How do we apply these insights to the challenge of encouraging public support for adaptation? 
I liked this image with Ropeik's post as well.  
And it gives me a nice image to post with the link on Facebook.  
And you can do that too, you know.
(Hint, hint).

Reading Ropeik's words got me thinking about a post I wrote a few weeks ago: What can we learn from public health education initiatives?  There are some clear parallels here.  And it got me thinking about another realm for useful metaphors.

Ropeik's bulleted list applies to climate change, selected health issues, and to saving for retirement.

I'm 47.  It will take a while for decisions about saving for retirement to have a huge effect on me.  

I'm 47.  It will take a while for decisions about climate change to have a huge effect on me.

I wonder what we can learn from effective campaigns to get folks to save for their retirement.  Unfortunately, like in realms of public health, there aren't as many successful campaigns to point to as I'd like.  My wife reminds me with some regularity that we're not saving enough for retirement.  That doesn't make us unusual.

I could snidely say that makes us American.  But I won't.

Each of those bullets above applies both to climate change and to retirement saving.  Read the list again and think about how they apply.

You know I'll wait.

Are you saving enough money for retirement?  If so, what has led you to do that?  If not, what's stopping you?  What do you think will get you to change your savings behavior?

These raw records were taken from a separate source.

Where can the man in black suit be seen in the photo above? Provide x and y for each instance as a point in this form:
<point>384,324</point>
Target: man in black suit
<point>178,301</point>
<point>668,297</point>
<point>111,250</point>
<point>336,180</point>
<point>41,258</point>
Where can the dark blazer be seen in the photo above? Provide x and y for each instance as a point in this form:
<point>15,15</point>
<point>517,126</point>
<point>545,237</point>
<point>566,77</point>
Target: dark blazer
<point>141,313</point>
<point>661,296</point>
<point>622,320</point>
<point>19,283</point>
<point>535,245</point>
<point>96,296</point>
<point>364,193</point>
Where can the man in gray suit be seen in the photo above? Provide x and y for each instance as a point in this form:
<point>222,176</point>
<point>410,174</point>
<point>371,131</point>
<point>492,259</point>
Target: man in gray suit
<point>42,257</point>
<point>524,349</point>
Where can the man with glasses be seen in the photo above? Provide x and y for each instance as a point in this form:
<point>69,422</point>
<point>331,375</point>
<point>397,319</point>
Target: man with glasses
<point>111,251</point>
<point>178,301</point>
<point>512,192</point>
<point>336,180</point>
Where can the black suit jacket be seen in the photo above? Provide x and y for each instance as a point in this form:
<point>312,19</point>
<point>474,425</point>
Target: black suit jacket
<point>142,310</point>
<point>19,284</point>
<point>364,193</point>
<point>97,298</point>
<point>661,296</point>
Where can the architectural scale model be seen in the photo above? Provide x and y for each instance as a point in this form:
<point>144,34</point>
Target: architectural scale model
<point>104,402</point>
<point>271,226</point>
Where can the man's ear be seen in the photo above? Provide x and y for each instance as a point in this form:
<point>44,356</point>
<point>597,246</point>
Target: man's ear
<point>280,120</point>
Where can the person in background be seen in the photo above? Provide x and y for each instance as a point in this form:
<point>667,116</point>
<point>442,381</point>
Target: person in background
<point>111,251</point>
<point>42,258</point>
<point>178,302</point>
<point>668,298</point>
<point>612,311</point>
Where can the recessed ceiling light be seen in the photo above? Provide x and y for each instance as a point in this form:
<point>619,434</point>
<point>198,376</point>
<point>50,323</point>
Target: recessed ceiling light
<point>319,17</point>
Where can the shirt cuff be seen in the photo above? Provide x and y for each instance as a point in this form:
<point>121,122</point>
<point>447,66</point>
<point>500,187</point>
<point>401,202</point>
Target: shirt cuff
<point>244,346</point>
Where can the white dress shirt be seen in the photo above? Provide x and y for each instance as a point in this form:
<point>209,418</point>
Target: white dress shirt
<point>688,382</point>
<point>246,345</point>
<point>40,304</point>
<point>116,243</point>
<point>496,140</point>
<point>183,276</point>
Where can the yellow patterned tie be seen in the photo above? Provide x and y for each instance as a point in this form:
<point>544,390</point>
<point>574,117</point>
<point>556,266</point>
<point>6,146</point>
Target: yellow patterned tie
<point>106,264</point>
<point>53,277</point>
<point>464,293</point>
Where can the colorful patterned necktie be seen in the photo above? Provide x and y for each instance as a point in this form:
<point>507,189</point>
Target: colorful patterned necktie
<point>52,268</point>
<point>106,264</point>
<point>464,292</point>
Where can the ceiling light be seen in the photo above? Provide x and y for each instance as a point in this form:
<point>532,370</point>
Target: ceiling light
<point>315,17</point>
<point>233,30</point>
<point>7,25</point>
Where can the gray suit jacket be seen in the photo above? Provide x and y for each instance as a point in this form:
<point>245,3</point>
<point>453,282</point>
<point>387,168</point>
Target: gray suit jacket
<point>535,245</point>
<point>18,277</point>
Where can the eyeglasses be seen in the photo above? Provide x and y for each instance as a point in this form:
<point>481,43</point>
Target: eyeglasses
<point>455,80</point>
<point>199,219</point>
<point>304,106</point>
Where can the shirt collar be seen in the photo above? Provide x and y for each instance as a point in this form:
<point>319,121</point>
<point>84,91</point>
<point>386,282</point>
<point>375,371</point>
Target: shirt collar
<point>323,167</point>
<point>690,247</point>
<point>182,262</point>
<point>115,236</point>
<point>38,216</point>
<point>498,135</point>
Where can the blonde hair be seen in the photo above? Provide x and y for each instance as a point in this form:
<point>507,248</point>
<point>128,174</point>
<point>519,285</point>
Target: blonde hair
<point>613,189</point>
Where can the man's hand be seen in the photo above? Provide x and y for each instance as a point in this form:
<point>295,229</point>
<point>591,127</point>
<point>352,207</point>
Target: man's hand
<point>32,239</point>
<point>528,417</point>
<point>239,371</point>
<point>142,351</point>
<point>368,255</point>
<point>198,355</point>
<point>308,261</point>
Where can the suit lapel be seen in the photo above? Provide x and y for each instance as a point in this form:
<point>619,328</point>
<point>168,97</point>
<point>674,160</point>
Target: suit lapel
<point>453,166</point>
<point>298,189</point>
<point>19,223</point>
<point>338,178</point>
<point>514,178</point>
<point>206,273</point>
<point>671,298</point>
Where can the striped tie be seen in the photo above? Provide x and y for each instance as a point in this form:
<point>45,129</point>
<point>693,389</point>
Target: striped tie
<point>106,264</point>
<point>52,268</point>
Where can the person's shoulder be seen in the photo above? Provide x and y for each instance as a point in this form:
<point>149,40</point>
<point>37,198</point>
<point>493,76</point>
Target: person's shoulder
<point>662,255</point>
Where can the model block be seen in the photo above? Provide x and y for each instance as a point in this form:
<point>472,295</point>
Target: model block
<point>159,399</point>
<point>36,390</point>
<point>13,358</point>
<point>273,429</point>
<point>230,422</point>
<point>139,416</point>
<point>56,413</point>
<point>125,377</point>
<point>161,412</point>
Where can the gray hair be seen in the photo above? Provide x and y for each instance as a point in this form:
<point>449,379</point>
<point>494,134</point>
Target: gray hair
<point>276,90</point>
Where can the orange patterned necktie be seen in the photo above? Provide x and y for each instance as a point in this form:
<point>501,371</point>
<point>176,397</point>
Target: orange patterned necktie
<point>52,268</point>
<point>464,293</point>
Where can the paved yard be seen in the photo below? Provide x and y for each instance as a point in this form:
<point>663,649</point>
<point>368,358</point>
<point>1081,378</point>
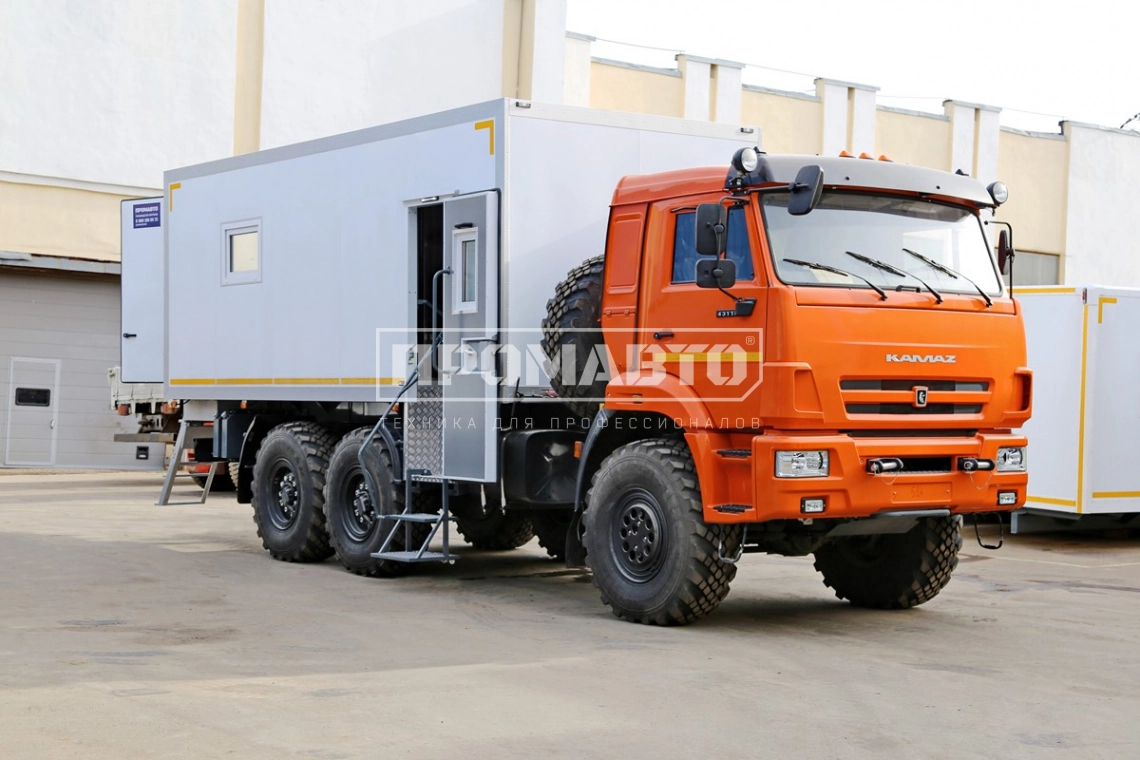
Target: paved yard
<point>129,630</point>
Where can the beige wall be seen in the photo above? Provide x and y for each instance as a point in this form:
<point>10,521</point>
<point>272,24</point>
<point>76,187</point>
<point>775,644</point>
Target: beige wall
<point>788,124</point>
<point>1035,170</point>
<point>59,221</point>
<point>912,139</point>
<point>620,88</point>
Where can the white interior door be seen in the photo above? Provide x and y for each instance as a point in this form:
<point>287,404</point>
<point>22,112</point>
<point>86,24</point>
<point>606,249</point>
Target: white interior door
<point>143,287</point>
<point>33,411</point>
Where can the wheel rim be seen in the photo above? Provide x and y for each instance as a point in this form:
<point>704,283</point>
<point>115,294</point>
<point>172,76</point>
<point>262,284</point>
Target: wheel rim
<point>637,541</point>
<point>359,519</point>
<point>285,495</point>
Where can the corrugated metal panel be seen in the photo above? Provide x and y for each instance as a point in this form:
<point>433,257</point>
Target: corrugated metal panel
<point>75,320</point>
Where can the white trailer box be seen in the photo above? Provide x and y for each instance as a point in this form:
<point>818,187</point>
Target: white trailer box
<point>1084,351</point>
<point>304,272</point>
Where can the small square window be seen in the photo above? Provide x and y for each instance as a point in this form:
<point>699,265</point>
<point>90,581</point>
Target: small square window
<point>242,248</point>
<point>33,397</point>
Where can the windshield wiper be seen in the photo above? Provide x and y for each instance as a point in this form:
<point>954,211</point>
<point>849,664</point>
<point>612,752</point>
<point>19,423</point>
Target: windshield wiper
<point>894,270</point>
<point>835,270</point>
<point>951,272</point>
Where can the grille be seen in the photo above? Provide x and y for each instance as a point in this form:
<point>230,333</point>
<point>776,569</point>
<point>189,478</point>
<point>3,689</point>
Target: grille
<point>911,409</point>
<point>960,386</point>
<point>895,397</point>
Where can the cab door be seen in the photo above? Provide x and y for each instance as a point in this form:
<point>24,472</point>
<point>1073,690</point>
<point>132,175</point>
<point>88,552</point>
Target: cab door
<point>686,331</point>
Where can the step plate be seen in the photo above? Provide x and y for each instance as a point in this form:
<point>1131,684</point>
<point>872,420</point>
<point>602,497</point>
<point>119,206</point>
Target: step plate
<point>415,556</point>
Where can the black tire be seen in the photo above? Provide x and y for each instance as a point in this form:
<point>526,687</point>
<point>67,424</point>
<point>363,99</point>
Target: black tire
<point>356,529</point>
<point>894,571</point>
<point>653,557</point>
<point>572,329</point>
<point>551,526</point>
<point>488,528</point>
<point>288,492</point>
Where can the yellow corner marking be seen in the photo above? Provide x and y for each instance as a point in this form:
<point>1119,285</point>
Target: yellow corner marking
<point>489,125</point>
<point>715,356</point>
<point>1080,446</point>
<point>1100,307</point>
<point>1043,499</point>
<point>1024,291</point>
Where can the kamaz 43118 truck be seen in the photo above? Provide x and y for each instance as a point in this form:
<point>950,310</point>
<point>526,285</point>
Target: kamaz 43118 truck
<point>795,354</point>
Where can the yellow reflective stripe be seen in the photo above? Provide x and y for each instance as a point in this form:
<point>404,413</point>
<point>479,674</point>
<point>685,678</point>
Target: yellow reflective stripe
<point>1059,503</point>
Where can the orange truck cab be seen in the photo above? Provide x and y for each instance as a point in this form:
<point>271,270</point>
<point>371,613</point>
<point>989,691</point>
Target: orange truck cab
<point>808,356</point>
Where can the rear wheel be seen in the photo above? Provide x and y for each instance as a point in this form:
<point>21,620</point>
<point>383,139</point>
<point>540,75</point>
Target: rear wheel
<point>356,524</point>
<point>288,492</point>
<point>893,571</point>
<point>652,556</point>
<point>572,338</point>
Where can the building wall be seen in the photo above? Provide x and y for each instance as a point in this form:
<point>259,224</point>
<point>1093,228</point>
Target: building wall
<point>59,221</point>
<point>115,91</point>
<point>343,65</point>
<point>613,87</point>
<point>789,124</point>
<point>73,319</point>
<point>1035,169</point>
<point>1100,230</point>
<point>912,138</point>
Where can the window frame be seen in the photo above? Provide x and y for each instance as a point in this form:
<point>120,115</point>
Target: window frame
<point>459,305</point>
<point>675,214</point>
<point>229,230</point>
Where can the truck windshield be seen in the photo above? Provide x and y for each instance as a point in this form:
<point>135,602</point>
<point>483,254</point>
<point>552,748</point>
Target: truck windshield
<point>880,227</point>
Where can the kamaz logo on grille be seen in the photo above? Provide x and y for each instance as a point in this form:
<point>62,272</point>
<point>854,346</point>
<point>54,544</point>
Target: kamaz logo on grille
<point>922,358</point>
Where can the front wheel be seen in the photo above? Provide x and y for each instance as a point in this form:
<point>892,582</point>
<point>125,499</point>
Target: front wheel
<point>893,571</point>
<point>652,556</point>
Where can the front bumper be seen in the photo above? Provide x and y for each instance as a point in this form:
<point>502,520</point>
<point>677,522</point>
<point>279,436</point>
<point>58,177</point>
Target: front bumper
<point>851,491</point>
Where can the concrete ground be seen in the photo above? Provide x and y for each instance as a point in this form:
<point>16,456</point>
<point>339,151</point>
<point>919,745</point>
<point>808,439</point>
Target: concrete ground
<point>129,630</point>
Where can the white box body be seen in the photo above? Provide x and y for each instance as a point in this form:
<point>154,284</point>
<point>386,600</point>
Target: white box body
<point>335,292</point>
<point>1084,350</point>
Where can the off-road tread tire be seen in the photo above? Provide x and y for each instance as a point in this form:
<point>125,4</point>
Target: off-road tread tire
<point>496,530</point>
<point>573,317</point>
<point>317,444</point>
<point>923,561</point>
<point>374,568</point>
<point>706,579</point>
<point>551,528</point>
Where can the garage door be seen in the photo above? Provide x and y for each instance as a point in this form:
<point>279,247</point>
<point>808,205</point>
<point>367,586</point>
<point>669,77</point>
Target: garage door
<point>33,407</point>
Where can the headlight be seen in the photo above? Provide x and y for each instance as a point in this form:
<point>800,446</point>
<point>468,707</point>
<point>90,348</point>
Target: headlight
<point>801,464</point>
<point>1011,459</point>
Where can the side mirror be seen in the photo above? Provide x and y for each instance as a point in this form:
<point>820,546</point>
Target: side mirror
<point>805,190</point>
<point>711,222</point>
<point>716,272</point>
<point>1004,251</point>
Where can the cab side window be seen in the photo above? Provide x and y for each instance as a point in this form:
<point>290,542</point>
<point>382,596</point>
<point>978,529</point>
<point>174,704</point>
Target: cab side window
<point>684,246</point>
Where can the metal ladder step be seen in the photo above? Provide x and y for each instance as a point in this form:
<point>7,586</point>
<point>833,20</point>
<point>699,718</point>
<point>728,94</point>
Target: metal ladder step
<point>416,556</point>
<point>415,517</point>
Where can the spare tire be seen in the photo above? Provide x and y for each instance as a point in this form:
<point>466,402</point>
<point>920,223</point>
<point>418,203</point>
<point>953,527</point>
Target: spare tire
<point>572,338</point>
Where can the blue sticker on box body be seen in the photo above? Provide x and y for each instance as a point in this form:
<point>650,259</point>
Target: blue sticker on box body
<point>147,214</point>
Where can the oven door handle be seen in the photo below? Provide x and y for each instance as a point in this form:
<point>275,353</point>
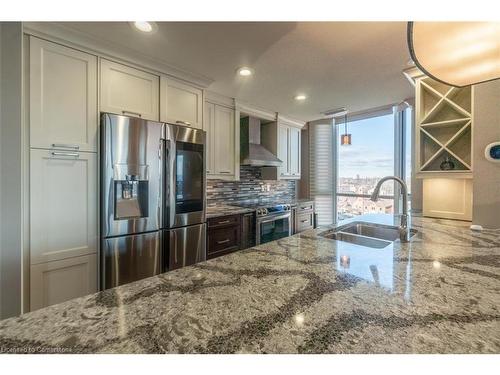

Know that the most obvious answer, "make more money," tends to bring with it its goofy cousin, "spend more money."  Fortunately, you can shoo that goofy cousin away, if you're vigilant.  You can probably find some ways to cut spending now even if you can't make more money.

It just so happens, that many of the things you can do to reduce spending also reduce emissions.  My colleagues and I have written about programs that can reduce your energy costs in this space before (here's one post of many), and simply being more frugal in many ways also goes to saving a reasonable quality of life for your retirement.

You, acting alone, might save sufficient personal financial assets for the future, but we will have to work together to save the shared environmental assets for our shared future.

So, what can we learn from saving for retirement?  What can you teach us about it?